Hank Greenberg unfortunately had several obstacles to overcome for his Major League career. Most notably, he had one MVP stolen from him that history has attributed to anti-Semitism and he missed 3 full seasons (and the majority of 2 others) because of World War II when he was 30. That detracts from his total numbers, obviously, and also it might have prevented him from putting up his best individual seasons. He led the league in HRs and RBIs in the same season three times, including his last year before going to war and his first year back from it. It’s hard to imagine what he could’ve done with those seasons. He earned this ranking based on what he actually did do, though These are his single-season highs in some key stats: 63 doubles, 58 home runs, 183 runs batted in, 119 walks, .348 average. Each of those is impressive, some bordering on absurd. What makes this even more noteworthy-  these happened in 5 separate seasons, meaning he achieved new and different levels of dominance throughout his career.

4.     Dan Brouthers

Various Non-ML teams 1879-1896, NYG 04

162-game average during prime:

.360/.408/.562  14HR  121RBI  56BB  23K

Dan Brouthers is not exactly a household name, that’s for sure. However, he could easily be considered one of the best hitters of the 19th century. When looked at in context, his career truly shines. The leagues only played in 120-130 games throughout his career, so many of his numbers aren’t aesthetically pleasing, but his rate categories speak for themselves. In fact, he topped the league in slugging for six consecutive seasons. Only the legendary Babe Ruth has done that for longer (7).

5.     Albert Pujols

STL 2001-

162-game average during prime:

.336/.429/.634  45HR  127RBI  95BB  61K

I hate to make such a bold statement with putting him here, but it’s important not to overthink this one. He has done in 10 years what very few people have accomplished in their entire careers, and he has done it without any years of subpar production. I’m adopting the policy of the minimum plate appearances required to qualify for the batting title. If you have the highest average but don’t meet the plate appearance threshold, but would still lead if hitless at-bats were tacked on until you hit the minimum, then you deserve the title.
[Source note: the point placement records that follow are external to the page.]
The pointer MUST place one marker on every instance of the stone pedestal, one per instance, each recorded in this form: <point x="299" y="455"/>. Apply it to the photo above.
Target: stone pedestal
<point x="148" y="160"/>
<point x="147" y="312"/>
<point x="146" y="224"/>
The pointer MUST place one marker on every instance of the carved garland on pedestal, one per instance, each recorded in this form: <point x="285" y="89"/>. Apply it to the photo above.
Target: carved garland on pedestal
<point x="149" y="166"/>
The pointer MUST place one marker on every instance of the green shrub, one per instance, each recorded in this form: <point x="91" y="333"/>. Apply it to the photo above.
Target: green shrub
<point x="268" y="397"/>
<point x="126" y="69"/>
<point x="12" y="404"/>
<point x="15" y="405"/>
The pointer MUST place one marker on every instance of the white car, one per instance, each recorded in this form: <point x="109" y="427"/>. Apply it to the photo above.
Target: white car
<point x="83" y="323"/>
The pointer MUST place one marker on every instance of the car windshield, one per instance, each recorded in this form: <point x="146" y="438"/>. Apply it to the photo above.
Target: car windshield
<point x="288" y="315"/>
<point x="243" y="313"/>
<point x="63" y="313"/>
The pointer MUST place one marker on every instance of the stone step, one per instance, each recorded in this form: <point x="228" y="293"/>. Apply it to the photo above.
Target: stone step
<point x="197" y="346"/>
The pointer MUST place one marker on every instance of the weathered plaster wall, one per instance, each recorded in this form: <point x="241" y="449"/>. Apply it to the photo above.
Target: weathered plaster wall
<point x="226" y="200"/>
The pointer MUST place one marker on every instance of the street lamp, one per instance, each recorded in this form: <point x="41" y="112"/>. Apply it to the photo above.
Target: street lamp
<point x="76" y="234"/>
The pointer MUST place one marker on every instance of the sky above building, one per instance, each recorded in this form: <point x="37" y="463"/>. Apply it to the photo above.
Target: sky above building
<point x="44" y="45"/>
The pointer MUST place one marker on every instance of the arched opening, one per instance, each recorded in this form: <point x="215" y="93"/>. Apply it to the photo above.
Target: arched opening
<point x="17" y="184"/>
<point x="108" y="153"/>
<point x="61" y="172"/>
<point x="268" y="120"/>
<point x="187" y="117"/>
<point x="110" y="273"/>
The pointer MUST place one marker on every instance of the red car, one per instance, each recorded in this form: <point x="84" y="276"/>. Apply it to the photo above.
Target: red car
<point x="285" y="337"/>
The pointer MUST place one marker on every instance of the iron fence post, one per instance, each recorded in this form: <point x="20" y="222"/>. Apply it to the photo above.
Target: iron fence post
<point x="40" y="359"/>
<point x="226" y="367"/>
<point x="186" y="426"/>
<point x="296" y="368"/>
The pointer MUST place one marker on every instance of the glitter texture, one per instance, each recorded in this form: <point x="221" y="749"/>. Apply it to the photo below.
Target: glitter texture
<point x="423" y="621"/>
In this case, if Albert Pujols added 10 sucky years (aka hitless at-bats), he would still be on this list, so he deserves it now. In the last 8 years, he has never finished outside of the top ten in the league in home runs, average, on-base, slugging, or RBI. In an era where many great single-season performances are never repeated, Albert Pujols hasn’t always been at the top of the league. He has, though, always been among the leaders. Always.